The incident occurred at the Tala Private Game Reserve. It was the first time the reserve’s rhinos had been poached.
General manager, Derek Grose, said on Sunday the poachers had darted the three white rhinos, with drugs believed to be the same as those used by veterinarians to sedate large animals, before dehorning them.
Tala’s wildlife manager and head ranger, Divan Vermaak, became suspicious while driving guests around.
He noticed that something was amiss when the rhinos, known as “Number 2” and “Number 3”, were not around their regular place.
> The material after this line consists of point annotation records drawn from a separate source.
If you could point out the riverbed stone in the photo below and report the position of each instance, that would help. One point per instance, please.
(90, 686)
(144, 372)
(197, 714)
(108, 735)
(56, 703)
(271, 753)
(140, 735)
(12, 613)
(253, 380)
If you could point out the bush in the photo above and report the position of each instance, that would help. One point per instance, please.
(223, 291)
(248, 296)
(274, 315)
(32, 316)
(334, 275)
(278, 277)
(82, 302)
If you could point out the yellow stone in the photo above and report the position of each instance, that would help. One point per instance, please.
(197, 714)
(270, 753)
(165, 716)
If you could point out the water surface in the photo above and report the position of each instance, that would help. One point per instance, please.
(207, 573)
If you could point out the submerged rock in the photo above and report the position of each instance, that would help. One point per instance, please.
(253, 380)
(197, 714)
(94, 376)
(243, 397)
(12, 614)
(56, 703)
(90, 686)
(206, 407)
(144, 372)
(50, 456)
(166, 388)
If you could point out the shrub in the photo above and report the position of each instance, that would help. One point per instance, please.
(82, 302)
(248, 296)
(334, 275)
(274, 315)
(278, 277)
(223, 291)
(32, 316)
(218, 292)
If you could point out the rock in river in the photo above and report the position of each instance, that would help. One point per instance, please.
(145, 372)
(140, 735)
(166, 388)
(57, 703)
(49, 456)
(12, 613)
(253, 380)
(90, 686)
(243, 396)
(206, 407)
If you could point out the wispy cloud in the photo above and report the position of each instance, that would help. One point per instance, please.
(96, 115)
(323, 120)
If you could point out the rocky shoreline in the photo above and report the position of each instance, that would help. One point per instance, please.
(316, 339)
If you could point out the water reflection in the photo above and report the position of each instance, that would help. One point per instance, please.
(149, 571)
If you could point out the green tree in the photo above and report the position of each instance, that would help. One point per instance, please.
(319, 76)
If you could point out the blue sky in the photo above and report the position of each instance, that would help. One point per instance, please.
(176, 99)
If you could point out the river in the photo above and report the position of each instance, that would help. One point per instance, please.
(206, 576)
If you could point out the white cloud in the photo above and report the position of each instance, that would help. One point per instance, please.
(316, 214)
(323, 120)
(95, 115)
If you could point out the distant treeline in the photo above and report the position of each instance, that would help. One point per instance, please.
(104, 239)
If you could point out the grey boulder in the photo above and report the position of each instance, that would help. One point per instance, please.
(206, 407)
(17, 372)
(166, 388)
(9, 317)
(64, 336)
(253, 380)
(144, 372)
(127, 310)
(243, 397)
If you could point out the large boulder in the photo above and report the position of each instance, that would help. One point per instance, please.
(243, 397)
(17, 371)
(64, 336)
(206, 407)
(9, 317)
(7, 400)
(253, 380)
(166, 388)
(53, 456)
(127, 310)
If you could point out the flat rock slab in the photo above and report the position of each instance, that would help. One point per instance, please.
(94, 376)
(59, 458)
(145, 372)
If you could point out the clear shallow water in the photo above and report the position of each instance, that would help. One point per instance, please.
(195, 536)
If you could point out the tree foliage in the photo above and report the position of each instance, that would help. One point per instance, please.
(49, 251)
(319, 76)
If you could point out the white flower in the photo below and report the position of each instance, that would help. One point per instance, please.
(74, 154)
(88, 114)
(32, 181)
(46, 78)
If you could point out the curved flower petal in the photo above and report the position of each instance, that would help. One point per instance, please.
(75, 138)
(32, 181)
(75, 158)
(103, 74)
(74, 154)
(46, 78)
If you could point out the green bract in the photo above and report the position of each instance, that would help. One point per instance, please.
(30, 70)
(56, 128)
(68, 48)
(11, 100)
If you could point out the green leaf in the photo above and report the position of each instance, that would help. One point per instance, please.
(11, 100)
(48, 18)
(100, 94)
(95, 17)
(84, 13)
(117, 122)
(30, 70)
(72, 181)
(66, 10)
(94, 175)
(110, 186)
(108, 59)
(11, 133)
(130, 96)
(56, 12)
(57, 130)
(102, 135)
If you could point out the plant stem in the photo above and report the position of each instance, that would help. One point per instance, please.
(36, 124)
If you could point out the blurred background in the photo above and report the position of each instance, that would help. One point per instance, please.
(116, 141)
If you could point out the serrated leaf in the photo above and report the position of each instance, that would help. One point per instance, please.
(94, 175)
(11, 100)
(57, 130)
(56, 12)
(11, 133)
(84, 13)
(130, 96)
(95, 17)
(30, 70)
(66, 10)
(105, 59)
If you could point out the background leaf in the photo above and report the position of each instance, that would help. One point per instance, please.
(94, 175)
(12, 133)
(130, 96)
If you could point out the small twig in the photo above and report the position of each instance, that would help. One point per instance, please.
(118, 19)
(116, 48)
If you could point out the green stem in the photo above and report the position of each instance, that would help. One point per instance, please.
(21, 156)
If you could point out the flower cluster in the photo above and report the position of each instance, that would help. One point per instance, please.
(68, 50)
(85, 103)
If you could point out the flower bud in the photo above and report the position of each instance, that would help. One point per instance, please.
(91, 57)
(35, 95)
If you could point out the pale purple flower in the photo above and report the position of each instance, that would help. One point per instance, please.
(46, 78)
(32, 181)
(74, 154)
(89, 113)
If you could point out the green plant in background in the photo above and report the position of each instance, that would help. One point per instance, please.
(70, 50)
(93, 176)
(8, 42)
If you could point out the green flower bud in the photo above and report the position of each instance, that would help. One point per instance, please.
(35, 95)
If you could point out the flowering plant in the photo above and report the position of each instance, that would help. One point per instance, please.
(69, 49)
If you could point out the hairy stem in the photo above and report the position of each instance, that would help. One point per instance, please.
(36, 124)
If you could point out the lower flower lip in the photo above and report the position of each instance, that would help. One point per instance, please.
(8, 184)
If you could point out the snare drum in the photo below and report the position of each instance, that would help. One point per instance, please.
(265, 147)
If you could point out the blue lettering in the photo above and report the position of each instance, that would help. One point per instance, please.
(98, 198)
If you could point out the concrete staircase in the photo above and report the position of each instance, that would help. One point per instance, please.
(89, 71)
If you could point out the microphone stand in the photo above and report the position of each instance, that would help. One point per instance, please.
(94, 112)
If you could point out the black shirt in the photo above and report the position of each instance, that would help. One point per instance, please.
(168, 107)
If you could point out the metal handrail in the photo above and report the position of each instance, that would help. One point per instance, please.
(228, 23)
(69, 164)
“I contacted Derek and asked him to have a look around. We then discovered the two carcasses which were close to each other. Our rhinos all have transmitter chips placed on their ears which makes us able to trace them,” Vermaak said.
He said he had been at the reserve for the past three-and-a-half years and during that time he had built up a relationship with them.
“Number 3 was a large lady and a very impressive animal. I can see why the poachers killed her, he said.
She walked with the cattle, he said, and gave off a motherly air.
“It feels as though you have lost a part of your family,” he said.
Grose said although he was devastated about the deaths, the rescue of the one was a relief.
“We got to the scene of the crime at around 1pm. The two females were lying on the ground motionless, about 50m apart. All three were dehorned.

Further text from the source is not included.